We hoped that, as most deserts are cold at night, we’d feel comfortable under the warmth of our sleeping bags. We were also hoping that, thanks to the region’s dryness, we would not be harassed by bothersome bloodsuckers. We could not be more wrong. The combination of heat and mosquitoes turned this night to be quite arduous. They flew by thousands and bit any accessible piece of skin. We had to choose between torrential sweat under our boiling sleeping bags, or countless bites in the search for fresh air. We opted for the sweat, yet my swollen arm only spent half a minute outside its cover.
There must be moisture somewhere here, for mosquitoes need humidity to lay eggs and thrive. Could there be a water table under Moynaq? Is there a possibility to retrieve water in the region? This moisture is invisible. Only the goats seem at ease, while the few skinny cows look tired.
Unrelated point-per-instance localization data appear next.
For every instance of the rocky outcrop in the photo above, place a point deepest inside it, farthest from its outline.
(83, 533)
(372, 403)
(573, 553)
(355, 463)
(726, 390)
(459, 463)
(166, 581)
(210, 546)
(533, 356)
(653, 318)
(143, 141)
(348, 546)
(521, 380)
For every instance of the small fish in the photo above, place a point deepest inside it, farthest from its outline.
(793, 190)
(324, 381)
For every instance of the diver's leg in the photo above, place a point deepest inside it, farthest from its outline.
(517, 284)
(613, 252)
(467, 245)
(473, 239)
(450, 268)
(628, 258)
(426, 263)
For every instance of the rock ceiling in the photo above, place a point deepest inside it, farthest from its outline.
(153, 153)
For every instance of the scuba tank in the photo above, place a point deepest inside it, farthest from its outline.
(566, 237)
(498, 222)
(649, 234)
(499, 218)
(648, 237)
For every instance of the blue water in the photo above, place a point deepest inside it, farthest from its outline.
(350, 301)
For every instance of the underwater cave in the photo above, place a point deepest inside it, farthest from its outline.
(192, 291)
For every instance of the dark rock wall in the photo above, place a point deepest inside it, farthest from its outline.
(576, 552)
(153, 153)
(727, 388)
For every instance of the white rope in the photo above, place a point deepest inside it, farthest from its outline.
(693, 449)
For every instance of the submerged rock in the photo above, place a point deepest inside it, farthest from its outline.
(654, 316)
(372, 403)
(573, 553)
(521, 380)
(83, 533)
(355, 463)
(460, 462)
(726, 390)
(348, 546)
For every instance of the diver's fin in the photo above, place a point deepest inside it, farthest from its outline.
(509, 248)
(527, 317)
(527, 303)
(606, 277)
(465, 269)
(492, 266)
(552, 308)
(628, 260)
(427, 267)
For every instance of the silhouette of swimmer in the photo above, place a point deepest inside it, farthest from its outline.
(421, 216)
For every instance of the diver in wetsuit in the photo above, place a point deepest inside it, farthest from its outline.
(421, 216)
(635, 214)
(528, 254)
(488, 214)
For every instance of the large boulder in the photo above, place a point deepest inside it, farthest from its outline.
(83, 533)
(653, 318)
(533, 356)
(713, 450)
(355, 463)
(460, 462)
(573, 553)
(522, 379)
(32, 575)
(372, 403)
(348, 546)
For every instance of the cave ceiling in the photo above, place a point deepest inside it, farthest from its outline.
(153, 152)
The heat stagnates at night. Yet does it mean that there’s hope for water? I wonder if mosquitoes also bothered our Kazakh friend, for he disappeared in the night during our sleep. He has been living in these conditions for at least three decades. Maybe he’s still there these days.
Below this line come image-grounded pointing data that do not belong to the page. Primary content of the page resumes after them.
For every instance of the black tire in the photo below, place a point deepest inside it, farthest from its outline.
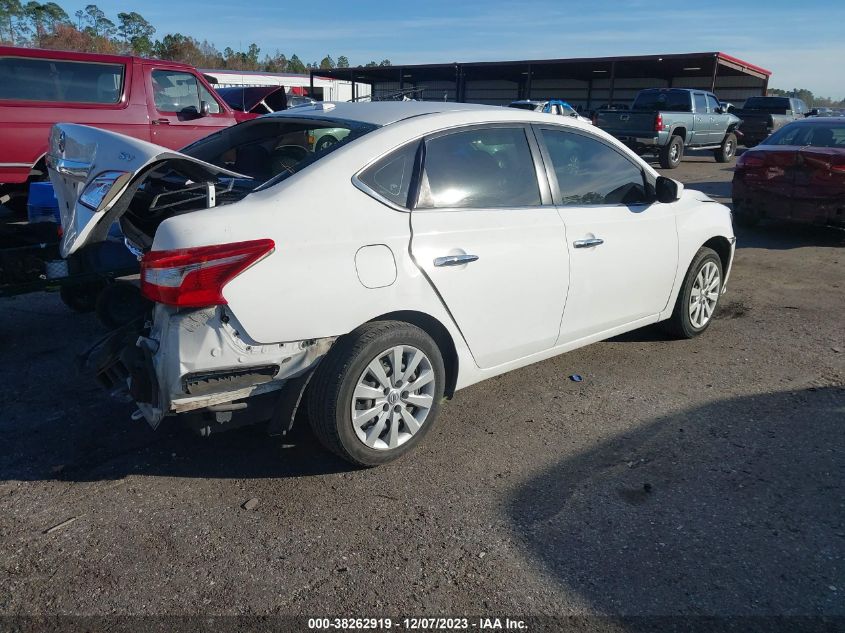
(325, 142)
(332, 388)
(671, 154)
(81, 298)
(727, 152)
(680, 324)
(120, 303)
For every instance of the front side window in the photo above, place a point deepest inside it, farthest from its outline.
(175, 91)
(481, 168)
(391, 176)
(30, 79)
(591, 173)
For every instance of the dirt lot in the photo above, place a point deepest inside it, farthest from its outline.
(696, 477)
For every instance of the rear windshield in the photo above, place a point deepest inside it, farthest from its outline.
(768, 104)
(525, 106)
(29, 79)
(271, 149)
(666, 100)
(813, 135)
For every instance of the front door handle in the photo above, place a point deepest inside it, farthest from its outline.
(454, 260)
(593, 241)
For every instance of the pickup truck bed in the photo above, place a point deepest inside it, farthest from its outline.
(665, 122)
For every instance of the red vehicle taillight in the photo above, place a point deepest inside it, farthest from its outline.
(194, 277)
(749, 160)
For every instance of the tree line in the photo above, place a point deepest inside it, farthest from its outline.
(807, 97)
(48, 25)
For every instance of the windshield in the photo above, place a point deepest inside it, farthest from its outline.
(815, 135)
(665, 100)
(768, 104)
(526, 106)
(270, 149)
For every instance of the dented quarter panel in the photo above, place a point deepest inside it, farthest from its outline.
(209, 340)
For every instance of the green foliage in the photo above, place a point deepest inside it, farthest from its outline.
(807, 97)
(47, 24)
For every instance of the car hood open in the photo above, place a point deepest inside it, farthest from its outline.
(107, 168)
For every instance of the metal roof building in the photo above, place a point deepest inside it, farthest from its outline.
(586, 82)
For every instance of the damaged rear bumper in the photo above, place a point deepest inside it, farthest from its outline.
(196, 360)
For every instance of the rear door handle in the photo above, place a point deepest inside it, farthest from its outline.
(593, 241)
(455, 260)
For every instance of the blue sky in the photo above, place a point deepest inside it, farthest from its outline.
(802, 42)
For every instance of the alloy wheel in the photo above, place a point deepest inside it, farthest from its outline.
(704, 295)
(393, 397)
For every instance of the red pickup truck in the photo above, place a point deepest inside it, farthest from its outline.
(167, 103)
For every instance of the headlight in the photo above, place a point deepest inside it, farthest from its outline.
(97, 189)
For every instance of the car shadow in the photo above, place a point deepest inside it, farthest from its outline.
(731, 508)
(783, 236)
(108, 445)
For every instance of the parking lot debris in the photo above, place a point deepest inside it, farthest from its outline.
(61, 525)
(250, 504)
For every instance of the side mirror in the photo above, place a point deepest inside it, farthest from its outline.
(667, 190)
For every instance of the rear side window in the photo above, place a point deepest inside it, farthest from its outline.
(176, 91)
(480, 168)
(712, 103)
(391, 176)
(52, 80)
(666, 100)
(591, 173)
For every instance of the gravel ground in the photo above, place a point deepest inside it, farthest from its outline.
(701, 477)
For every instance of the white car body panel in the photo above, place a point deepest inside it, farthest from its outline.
(512, 245)
(78, 154)
(343, 258)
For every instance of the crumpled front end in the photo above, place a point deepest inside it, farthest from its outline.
(190, 360)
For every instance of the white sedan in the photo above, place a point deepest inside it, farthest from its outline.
(434, 246)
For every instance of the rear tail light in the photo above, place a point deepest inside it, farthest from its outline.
(749, 160)
(195, 277)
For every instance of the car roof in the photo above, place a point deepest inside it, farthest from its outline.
(819, 120)
(380, 112)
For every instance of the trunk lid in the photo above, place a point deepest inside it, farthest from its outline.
(95, 173)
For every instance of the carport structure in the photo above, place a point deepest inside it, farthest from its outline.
(588, 83)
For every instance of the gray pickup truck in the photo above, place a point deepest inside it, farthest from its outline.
(666, 121)
(763, 115)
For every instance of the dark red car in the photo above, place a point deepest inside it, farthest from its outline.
(797, 174)
(167, 103)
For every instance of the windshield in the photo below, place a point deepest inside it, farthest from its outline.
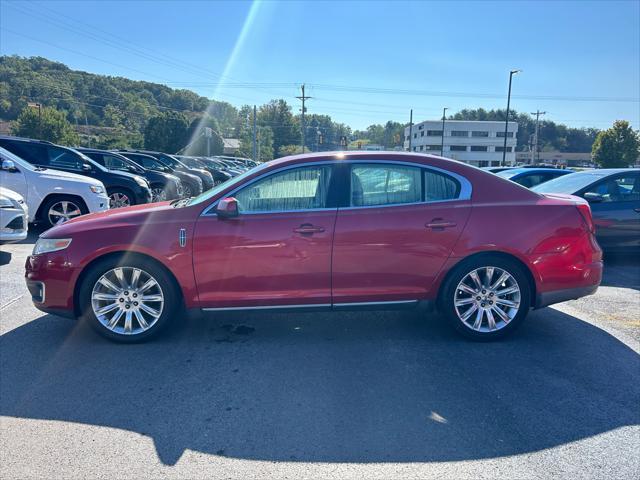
(567, 183)
(203, 197)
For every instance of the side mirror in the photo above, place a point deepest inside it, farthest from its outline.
(9, 166)
(593, 197)
(227, 208)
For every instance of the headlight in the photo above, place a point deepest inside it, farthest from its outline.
(141, 181)
(47, 245)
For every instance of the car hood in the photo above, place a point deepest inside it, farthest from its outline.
(126, 216)
(5, 192)
(58, 175)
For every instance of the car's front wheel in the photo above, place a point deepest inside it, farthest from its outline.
(486, 297)
(128, 301)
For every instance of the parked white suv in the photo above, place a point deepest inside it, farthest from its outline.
(52, 196)
(13, 216)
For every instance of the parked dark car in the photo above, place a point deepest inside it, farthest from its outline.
(124, 189)
(191, 184)
(530, 177)
(173, 162)
(219, 175)
(164, 186)
(614, 196)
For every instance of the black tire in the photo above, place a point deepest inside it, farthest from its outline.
(167, 286)
(187, 190)
(46, 219)
(450, 288)
(121, 192)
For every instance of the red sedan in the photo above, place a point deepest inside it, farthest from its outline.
(325, 231)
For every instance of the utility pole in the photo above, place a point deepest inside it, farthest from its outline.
(410, 127)
(444, 111)
(303, 97)
(254, 135)
(506, 120)
(536, 151)
(39, 107)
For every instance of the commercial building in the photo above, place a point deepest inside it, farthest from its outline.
(568, 159)
(478, 143)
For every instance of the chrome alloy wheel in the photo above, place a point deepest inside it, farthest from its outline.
(62, 211)
(118, 200)
(127, 300)
(158, 194)
(487, 299)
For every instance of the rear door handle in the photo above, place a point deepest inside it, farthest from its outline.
(438, 223)
(308, 229)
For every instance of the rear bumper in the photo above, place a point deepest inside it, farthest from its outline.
(549, 298)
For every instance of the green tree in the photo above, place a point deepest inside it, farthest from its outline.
(278, 116)
(49, 124)
(197, 138)
(166, 132)
(617, 147)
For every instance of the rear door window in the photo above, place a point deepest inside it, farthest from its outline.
(64, 159)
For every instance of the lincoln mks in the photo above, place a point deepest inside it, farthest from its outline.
(329, 231)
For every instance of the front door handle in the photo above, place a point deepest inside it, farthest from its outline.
(440, 224)
(308, 229)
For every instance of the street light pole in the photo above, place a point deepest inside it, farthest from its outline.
(444, 111)
(410, 127)
(536, 151)
(506, 120)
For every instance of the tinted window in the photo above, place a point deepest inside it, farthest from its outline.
(296, 189)
(438, 187)
(33, 153)
(96, 157)
(531, 180)
(65, 159)
(114, 163)
(385, 185)
(620, 189)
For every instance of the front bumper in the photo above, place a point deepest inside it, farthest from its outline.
(13, 224)
(97, 203)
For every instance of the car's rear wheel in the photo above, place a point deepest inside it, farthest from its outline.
(158, 193)
(59, 210)
(486, 297)
(187, 191)
(128, 301)
(119, 198)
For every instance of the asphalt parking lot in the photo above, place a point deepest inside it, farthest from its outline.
(374, 394)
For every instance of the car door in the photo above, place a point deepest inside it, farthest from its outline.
(616, 211)
(398, 229)
(277, 251)
(15, 179)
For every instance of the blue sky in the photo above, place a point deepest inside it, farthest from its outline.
(364, 62)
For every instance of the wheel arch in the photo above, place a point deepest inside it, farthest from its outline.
(60, 196)
(115, 256)
(488, 253)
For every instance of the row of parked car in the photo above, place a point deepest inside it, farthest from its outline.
(49, 184)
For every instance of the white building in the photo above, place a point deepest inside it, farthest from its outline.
(479, 143)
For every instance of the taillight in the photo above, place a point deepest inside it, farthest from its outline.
(585, 211)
We hardly slept that night, and we were restlessly waiting for the sunrise. Once up, the sun vociferously blazed throughout the morning in a cloudless sky. Metal sheets and cement buildings rubbed shoulders with old thatched buildings. Only two or three people appeared in the streets that morning.
In a country with a growing population, where towns are teeming with restaurants, cafes and shops, Moynaq seems estranged, not only from Uzbekistan, but also from the Aral sea itself: we gave up on trying to reach the remnants of the sea, as it appeared practically impossible:a ride would have been too expensive for us, and we would never have managed to carry enough water for the distance to cross by foot. We decided to head back for Kungrad. We crossed the empty, dusty town, and were lucky to bump into the speeding bus. We waved at it, and the bus driver opened the door. It was the same driver as yesterday: his bus leaves early morning to Kungrad, then back to Moynaq in the afternoon. If we had missed it, we would have stayed in town for another 24 hours.
Several days later, we found ourselves in the city of Urgench, an oasis on the Amu-Darya river, a green island between the dry region of Karakalpakstan and the hostile Kyzylkum desert. The city was shaped by large Soviet avenues, tall modern buildings, and green parks composed of monuments chanting the glory of the young Uzbek republic. Its urban greenery is sustained by fountains and water jets. The contrast with Moynaq was blatant. Yet it’s been reported that the water levels of the Amu-Darya are falling, and that Urgench may dry out soon too. Is Moynaq an anomaly in Uzbekistan? Or is it the premise of a water crisis engulfing the country?